When the specific object is an animal, the attribute information estimating means calculates a volume of the region of the specific object excluding the hair region, and calculates the volume of the specific object using the volume excluding the hair region and the density of the object. 12. The image processing apparatus according to claim 11, wherein the mass of is estimated.

13. The image processing apparatus according to claim 1, further comprising input means for inputting information regarding said specific object.

The object detection means determines the type of the specific object by using information for identifying the type of the object acquired by learning in advance and information on the object input by the input means. 15. The image processing apparatus according to claim 14.

further comprising designating means for designating the measurement position of the specific object;
10. The image processing apparatus according to claim 9, wherein said attribute information estimating means calculates dimensions of the measurement position of said specific object specified by said specifying means.

16. The designating means designates the measurement positions in accordance with an operation by a user of designating two locations, an operation of designating three or more locations, or a tracing operation with respect to the specific object. The image processing device according to .

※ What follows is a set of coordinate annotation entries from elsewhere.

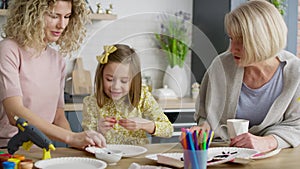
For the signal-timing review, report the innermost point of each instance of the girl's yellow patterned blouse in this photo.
(148, 108)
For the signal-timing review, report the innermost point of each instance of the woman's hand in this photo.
(137, 123)
(87, 138)
(106, 124)
(248, 140)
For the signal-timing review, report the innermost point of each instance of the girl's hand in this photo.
(248, 140)
(106, 124)
(87, 138)
(137, 123)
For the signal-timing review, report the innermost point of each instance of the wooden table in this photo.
(286, 159)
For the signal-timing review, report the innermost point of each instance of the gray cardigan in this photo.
(219, 95)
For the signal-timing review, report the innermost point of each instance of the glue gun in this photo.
(27, 136)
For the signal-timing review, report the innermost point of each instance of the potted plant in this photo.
(280, 5)
(175, 37)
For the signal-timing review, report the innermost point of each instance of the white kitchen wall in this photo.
(136, 23)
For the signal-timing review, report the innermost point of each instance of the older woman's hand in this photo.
(248, 140)
(87, 138)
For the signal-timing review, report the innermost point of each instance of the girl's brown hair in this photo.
(125, 55)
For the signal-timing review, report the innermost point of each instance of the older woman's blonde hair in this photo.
(25, 24)
(124, 55)
(260, 27)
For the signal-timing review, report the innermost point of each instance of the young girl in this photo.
(122, 109)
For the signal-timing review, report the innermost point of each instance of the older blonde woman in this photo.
(256, 79)
(32, 72)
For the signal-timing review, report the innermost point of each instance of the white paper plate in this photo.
(70, 162)
(231, 152)
(128, 150)
(265, 155)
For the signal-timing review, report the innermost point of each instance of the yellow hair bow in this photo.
(104, 57)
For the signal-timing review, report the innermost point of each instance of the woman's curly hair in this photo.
(25, 24)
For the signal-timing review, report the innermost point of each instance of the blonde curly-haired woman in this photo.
(32, 72)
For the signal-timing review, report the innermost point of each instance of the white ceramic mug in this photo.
(236, 127)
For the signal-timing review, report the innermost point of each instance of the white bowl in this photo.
(110, 156)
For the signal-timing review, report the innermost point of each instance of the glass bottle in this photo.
(149, 83)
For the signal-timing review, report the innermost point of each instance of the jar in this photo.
(148, 83)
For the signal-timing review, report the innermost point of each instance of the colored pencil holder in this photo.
(195, 159)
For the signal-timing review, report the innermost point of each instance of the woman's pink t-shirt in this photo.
(39, 80)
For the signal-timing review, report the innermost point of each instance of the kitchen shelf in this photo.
(93, 16)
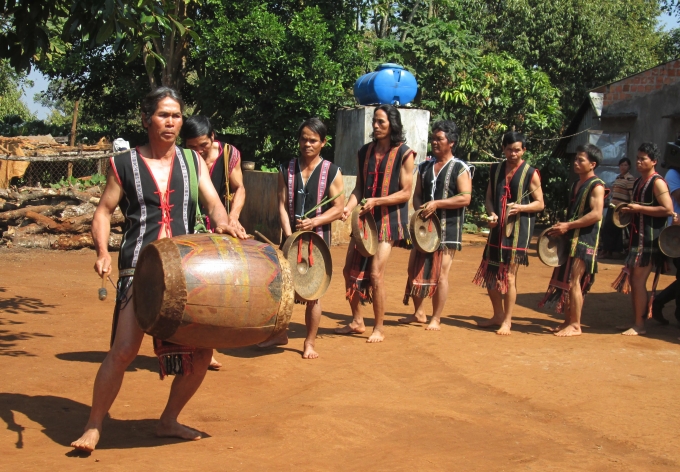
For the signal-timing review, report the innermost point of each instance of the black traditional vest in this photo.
(440, 187)
(392, 221)
(584, 241)
(511, 249)
(144, 210)
(303, 197)
(645, 230)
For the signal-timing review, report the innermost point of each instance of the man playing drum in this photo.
(303, 184)
(224, 163)
(513, 197)
(651, 207)
(444, 188)
(571, 281)
(384, 180)
(153, 186)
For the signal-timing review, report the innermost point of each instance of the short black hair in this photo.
(394, 117)
(153, 98)
(195, 127)
(450, 129)
(651, 149)
(315, 125)
(593, 152)
(512, 137)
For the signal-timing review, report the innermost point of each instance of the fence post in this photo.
(72, 143)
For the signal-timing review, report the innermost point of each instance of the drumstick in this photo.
(263, 238)
(102, 291)
(323, 202)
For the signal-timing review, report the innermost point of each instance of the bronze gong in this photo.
(669, 241)
(553, 251)
(364, 232)
(621, 219)
(426, 233)
(310, 263)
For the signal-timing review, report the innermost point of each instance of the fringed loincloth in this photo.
(423, 275)
(359, 278)
(173, 359)
(557, 295)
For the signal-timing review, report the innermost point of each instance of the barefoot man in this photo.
(650, 209)
(384, 180)
(153, 186)
(303, 184)
(571, 281)
(224, 163)
(513, 197)
(444, 187)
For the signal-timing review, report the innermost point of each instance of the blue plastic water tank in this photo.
(390, 84)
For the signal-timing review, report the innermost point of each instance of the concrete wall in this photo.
(260, 211)
(354, 128)
(643, 116)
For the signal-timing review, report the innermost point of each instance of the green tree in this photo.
(12, 86)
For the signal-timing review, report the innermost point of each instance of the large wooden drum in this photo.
(212, 291)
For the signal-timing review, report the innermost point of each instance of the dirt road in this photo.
(459, 399)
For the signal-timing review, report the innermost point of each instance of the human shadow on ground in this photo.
(23, 305)
(141, 362)
(9, 339)
(62, 420)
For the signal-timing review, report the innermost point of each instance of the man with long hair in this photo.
(384, 180)
(650, 209)
(153, 186)
(513, 197)
(443, 188)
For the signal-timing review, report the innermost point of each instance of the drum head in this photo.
(426, 233)
(669, 241)
(364, 232)
(509, 223)
(311, 270)
(621, 219)
(553, 251)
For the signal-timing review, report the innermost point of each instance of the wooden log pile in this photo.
(53, 218)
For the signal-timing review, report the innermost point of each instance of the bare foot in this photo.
(495, 321)
(175, 430)
(214, 365)
(559, 328)
(504, 330)
(413, 319)
(570, 330)
(88, 441)
(434, 325)
(634, 331)
(352, 328)
(279, 341)
(309, 353)
(376, 336)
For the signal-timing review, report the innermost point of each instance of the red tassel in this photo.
(311, 253)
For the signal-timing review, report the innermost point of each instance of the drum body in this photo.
(212, 291)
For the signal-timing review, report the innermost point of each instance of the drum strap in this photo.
(321, 191)
(199, 226)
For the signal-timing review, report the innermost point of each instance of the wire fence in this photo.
(42, 172)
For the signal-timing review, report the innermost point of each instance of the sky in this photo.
(667, 22)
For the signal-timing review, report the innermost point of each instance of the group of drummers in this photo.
(151, 186)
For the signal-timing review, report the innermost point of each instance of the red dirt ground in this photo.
(459, 399)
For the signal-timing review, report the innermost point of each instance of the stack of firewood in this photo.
(53, 218)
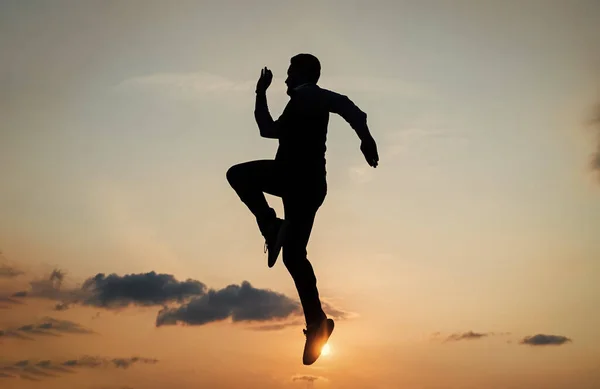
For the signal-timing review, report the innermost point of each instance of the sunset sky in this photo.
(470, 258)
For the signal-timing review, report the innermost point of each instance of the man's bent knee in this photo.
(234, 174)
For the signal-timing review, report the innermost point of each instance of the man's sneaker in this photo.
(274, 240)
(316, 337)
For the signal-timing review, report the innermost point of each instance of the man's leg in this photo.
(251, 180)
(300, 216)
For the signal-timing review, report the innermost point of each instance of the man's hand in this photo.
(369, 150)
(266, 76)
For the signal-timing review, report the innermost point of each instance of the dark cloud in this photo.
(61, 307)
(139, 289)
(469, 335)
(308, 378)
(466, 336)
(38, 370)
(13, 334)
(545, 340)
(197, 304)
(114, 291)
(9, 272)
(238, 302)
(336, 313)
(48, 326)
(278, 326)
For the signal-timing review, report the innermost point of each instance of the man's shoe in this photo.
(317, 336)
(274, 240)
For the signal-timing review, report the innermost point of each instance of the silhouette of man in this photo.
(298, 176)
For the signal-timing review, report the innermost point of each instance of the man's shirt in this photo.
(302, 128)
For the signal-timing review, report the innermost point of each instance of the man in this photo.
(298, 176)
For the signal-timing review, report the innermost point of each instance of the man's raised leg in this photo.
(300, 215)
(251, 180)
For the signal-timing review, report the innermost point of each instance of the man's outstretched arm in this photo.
(357, 119)
(266, 125)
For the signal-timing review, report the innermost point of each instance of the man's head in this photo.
(304, 68)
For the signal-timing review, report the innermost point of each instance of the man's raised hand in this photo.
(266, 76)
(369, 150)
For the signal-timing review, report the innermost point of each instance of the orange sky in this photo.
(467, 259)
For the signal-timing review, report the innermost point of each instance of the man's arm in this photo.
(266, 125)
(357, 119)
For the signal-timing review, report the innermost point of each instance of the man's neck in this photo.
(304, 85)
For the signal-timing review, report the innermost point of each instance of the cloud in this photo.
(61, 307)
(47, 326)
(278, 326)
(545, 340)
(308, 378)
(47, 368)
(114, 291)
(238, 302)
(139, 289)
(466, 336)
(197, 305)
(195, 85)
(9, 272)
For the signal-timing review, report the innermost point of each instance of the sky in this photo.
(469, 258)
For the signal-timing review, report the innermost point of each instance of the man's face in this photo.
(293, 80)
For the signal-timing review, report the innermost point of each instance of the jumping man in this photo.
(298, 176)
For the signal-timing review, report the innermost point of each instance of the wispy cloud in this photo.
(40, 369)
(47, 326)
(203, 84)
(310, 379)
(468, 335)
(114, 291)
(188, 302)
(545, 340)
(238, 302)
(7, 270)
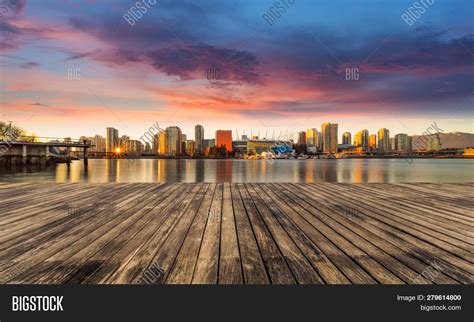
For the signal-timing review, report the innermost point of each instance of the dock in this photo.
(236, 233)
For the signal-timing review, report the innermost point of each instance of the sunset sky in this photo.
(287, 76)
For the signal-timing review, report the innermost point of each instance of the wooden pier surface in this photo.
(236, 233)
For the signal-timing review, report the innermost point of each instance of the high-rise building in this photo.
(134, 147)
(163, 144)
(401, 143)
(112, 140)
(190, 147)
(224, 138)
(361, 139)
(346, 138)
(312, 140)
(301, 137)
(156, 144)
(434, 142)
(312, 137)
(373, 142)
(209, 143)
(173, 141)
(329, 137)
(123, 143)
(100, 143)
(384, 141)
(199, 138)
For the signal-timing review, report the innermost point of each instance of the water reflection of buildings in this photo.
(224, 171)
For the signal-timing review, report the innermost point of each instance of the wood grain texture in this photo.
(236, 233)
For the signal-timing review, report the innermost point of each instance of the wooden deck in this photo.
(207, 233)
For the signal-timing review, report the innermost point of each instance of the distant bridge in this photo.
(37, 151)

18. The image processing apparatus according to any one of claims 1 to 17, wherein said specific object is an animal other than human.

The image processing device is an imaging device having an imaging element that captures an image,
18. The image processing apparatus according to any one of claims 1 to 17, wherein said depth generating means generates depth information from images having different parallaxes captured by said imaging element.

20. The image processing apparatus according to any one of claims 1 to 19, further comprising recording means for recording the captured image, the depth information, and the attribute information in association with each other.

20. The image processing apparatus according to claim 19, wherein said image sensor has a plurality of photoelectric conversion units in one pixel.

a step in which the depth generating means generates depth information indicating a distance distribution of the subject in the depth direction from the captured image of the subject;
an object detection means detecting an area of a specific object from the captured image;
a pose estimating means estimating the pose of the particular object;
a step of transforming the pose of the specific object in the captured image and the depth information into a specific pose suitable for estimating attribute information of the specific object ;
An image processing method, wherein attribute information estimating means estimates attribute information of the specific object from the captured image whose attitude has been changed, depth information, and photographing conditions of the image.

A program for causing a computer to function as the image processing apparatus according to any one of claims 1 to 21.

A storage medium storing a program for causing a computer to function as the image processing apparatus according to any one of claims 1 to 21.